Sus parábolas sobre la Providencia del Padre parecen desentonar con la total autonomía de nuestro hombre occidental, pero yo no puedo dejar de ver su influencia -la atracción del Punto Omega – en los acontecimientos humanos. No se trata de una intervención despótica, sino de una insinuación perceptible para los que están a la escucha; una influencia semejante a la que tiene el ejemplo de los padres en el comportamiento de los hijos. Y en este sentido ya he mencionado también la teonomía de Lenaers y la identificación con nuestro espíritu.
Lucas acuñó la expresión “en espíritu” para designar la acción conjunta del hombre con Dios. Marcos dice que el Espíritu empujó a Jesús al desierto (Mc 1,12); Mateo suaviza este tosco antropomorfismo y dice que Jesús fue conducido por el Espíritu (Mt 4,1); Lucas parece destacar el protagonismo de Jesús al decir que “fue conducido en espíritu” (Lc 4,1), sin precisar si se trata del Espíritu de Dios o del propio (como Juan Bautista en Lc 1,80. Comparar también el logion sobre la asistencia del Espíritu ante los tribunales según Mc 13,11; Mt 10,20; Lc 12,12 y 21,15 ).

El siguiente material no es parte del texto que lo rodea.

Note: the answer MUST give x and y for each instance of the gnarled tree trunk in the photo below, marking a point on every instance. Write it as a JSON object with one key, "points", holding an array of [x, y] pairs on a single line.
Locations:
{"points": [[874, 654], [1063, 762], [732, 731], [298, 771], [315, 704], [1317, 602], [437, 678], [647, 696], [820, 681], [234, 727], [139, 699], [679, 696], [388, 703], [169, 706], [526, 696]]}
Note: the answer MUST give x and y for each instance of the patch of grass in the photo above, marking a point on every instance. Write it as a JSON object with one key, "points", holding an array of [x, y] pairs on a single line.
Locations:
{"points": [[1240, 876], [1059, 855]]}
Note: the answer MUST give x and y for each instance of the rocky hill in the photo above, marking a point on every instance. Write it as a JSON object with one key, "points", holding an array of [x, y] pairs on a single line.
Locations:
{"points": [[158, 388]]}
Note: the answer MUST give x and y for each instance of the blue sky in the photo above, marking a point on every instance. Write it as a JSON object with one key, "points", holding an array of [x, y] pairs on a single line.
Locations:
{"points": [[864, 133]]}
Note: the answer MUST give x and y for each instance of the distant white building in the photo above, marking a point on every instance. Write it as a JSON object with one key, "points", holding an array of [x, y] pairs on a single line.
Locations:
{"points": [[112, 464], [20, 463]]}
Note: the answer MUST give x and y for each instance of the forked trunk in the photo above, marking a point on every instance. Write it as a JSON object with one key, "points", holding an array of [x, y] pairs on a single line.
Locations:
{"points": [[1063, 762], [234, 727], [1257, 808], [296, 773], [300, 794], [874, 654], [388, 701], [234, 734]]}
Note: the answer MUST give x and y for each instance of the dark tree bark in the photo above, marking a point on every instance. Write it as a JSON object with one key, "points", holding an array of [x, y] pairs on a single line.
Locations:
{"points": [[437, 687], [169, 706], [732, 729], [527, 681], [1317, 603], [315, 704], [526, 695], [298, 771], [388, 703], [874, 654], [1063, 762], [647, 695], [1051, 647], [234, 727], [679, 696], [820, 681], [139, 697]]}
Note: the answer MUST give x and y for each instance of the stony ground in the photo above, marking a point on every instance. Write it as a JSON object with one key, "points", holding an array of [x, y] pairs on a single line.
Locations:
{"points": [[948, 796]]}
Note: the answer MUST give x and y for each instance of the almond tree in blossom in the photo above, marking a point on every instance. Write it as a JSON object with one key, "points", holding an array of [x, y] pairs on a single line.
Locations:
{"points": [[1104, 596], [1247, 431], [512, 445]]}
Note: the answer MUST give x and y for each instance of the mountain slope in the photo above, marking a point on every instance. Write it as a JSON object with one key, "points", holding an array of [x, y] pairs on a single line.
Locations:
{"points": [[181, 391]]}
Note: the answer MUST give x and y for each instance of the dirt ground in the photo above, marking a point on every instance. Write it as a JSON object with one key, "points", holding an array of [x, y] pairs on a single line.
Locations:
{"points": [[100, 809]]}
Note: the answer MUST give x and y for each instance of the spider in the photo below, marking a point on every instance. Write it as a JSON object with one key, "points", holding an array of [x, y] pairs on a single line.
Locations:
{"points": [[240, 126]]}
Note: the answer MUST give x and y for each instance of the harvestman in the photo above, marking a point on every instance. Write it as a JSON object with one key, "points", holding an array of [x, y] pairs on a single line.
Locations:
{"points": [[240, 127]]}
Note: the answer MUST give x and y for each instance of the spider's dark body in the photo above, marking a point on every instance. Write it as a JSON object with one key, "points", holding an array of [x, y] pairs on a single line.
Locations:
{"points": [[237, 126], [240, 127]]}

Más que desentonar, tengo que reconocer que me repugna -nos repugna- la idea de que Dios necesitó el sacrificio de su hijo como reparación por el pecado de Adán y por nuestros pecados. La idea del sacrificio ritual, del chivo expiatorio, del cordero pascual, nos viene de los sacrificios del Antiguo Testamento y fue reforzada por Pablo. Parece que procedía de una costumbre de los pueblos limítrofes, que disfrazaban como rey a un esclavo para que recayeran sobre él los maleficios destinados al verdadero rey.
La idea melodramática de que Cristo murió por mis pecados habrá logrado multitud de conversiones, ¡a costa de nuestra imagen del Padre!. Si queremos basarnos en una auténtica relación con Jesús y con el Padre tenemos que renunciar al sacrificio expiatorio. Jesús murió por nosotros o, mejor, para nosotros. Murió por proclamar un Reino -una gobernanza- de fraternidad, en la que todos -especialmente los excluidos- compartamos los bienes materiales.
La Teología de la salvación tiene que ser reemplazada por una Teología de la creación. Todo ser humano es “imagen y semejanza de Dios”, aunque esta imagen esté moldeada en endeble barro. Es esa imagen, ese amor generoso, lo que tenemos que recuperar. Todos, creyentes y no creyentes, llevamos dentro el germen del amor. Es esa brasa lo que tenemos que espabilar, y más con ejemplos que con amenazas. Con ejemplos como el de Jesús.
Hay otros muchos referentes, pero él es mi referente fundamental. En la penumbra de la noche, Jesús ilumina las tablas enmohecidas del puente de mi conciencia.